‘Laat het stikken in zijn centen, in zijn kaas en in zijn krenten.’ Dit schreef Willem Elsschot in 1934 over Nederland, naar aanleiding van zijn laffe houding tegenover de executie van Marinus van der Lubbe door de Nazi’s. Het lijkt alsof Elsschots vloek – hijzelf heeft jarenlang in mijn woonplaats Rotterdam gewoond – aan het uitkomen is. Nederland, net als veel andere West-Europese landen, is aan het stikken in zijn eigen centen, in zijn eigen welvaart, in zijn eigen regelingen, zijn bestuursvormen, zijn wetten, zijn adviseurs, zijn organisaties, zijn visies, zijn procedures, zijn plannen en zijn beleid. Er stonden afgelopen week twee berichten naast elkaar in de krant. Het eerste vertelde het verhaal van een keurige middenstandbuurt, waarvan de bewoners eisten, tot bij de rechter, dat er een hoge geluidswal moest worden opgericht om hen tegen een bron van overlast te beschermen als zij in de tuin zaten. De gemeentelijke dienst is nu verplicht om metingen te komen verrichten en te kijken of de door de provincie vastgestelde decibelnorm is overschreden en de gemeente dus verplicht kan worden om de wal te bouwen. Wat was de bron van overlast? Een kinderdagverblijf dat, als het warm weer is, de kinderen buiten laat spelen. Het andere bericht was een opiniestuk geschreven door Nederlands grootste autoriteit op het gebied van Volkshuisvesting, prof. Hugo Priemus. Hij beschrijft hoe in Nederland de overheid ieder instrument voor het controleren van ruimtelijke ordening op een schaal groter dan een gemeente feitelijk uit handen heeft gegeven door een golf van decentralisaties en beleidsnota’s. Erger nog: dat de gemeentes het beetje controle dat ze hebben nauwelijks kunnen waarmaken onder de druk van projectontwikkelaars die gebruikmaken van grondposities die hun volgens de Nederlandse wet een keihard en onvervreemdbaar recht op bouwen en dus ook op niet-bouwen en speculeren geven, ook als daarmee publieke belangen worden geschaad.
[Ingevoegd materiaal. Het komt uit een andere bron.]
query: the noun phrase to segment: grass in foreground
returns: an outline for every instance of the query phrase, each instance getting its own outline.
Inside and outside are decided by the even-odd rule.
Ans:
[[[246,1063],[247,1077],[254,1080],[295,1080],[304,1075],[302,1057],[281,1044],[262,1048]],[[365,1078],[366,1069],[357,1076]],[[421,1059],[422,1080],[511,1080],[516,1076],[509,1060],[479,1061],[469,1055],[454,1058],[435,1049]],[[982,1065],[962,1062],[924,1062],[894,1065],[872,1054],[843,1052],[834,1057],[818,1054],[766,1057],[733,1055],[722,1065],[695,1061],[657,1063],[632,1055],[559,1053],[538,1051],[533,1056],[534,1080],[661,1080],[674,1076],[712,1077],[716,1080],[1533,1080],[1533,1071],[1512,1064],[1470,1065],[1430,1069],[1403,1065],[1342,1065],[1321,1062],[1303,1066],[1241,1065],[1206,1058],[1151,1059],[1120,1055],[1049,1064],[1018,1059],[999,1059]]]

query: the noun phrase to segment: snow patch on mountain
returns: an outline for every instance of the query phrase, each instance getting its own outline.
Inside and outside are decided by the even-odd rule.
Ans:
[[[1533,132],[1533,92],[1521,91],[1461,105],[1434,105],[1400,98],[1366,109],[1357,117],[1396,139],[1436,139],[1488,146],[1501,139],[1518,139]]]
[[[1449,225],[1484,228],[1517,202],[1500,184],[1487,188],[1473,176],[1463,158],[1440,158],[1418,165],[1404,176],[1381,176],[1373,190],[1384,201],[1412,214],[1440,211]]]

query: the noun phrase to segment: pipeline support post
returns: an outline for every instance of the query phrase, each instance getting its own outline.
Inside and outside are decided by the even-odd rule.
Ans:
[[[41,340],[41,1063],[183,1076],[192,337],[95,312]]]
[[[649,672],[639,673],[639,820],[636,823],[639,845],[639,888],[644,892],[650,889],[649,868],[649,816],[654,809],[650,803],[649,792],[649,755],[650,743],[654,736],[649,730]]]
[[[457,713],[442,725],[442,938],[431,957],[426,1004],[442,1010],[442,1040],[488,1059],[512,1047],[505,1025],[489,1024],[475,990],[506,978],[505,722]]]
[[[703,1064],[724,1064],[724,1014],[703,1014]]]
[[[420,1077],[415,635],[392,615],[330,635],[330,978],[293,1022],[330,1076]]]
Beide voorbeelden laten zien dat de extreme mate van organisatie en planning die Nederland kent voorbij een tipping point is, waardoor organisatie een nieuw soort chaos veroorzaakt. Een verstikkende deken van beleid, elkaar beconcurrerende diensten en overheden, een rattenplaag van adviezen schrijvende interimmanagers en consultancies. Tegen deze achtergrond worden steeds meer publieke taken uitgevoerd door private partijen zoals woningcorporaties en ontwikkelaars. De politieke elite ondertussen, in plaats van stapsgewijs dit moeras droog te leggen, is obsessief bezig met lippendienst te bewijzen aan ideeën van kleinschaligheid, menselijke maat en aan de obsessies van een in toenemende mate rancuneuze en stampvoetende burgerij.
Wat kunnen of moeten architecten hiermee? Het is te laat om vanuit de marginale positie die ze hebben gebouwen en ruimtes te maken die staan voor het publieke, en daarmee boven de partijen staan. Ik ben bang dat ze partij zullen moeten kiezen en vechten, om zo in ieder geval enkele uitzonderingen te creëren. Zij zullen dirty tricks moeten leren en ophouden righteous en chique te zijn. Kent u dat verhaal van Villa dall’Ava in Parijs? De in 19de-eeuwse paleisjes wonende buren van de familie die Rem Koolhaas hadden gevraagd om een huis te bouwen, protesteerden tegen het bizarre bouwwerk dat hun uitzicht zou bederven en wisten het tegen te houden. De architect en zijn opdrachtgever verklaarden daarop dat ze de grond zouden schenken aan een opvangtehuis voor drugsverslaafden. Onmiddellijk hielden de protesten op.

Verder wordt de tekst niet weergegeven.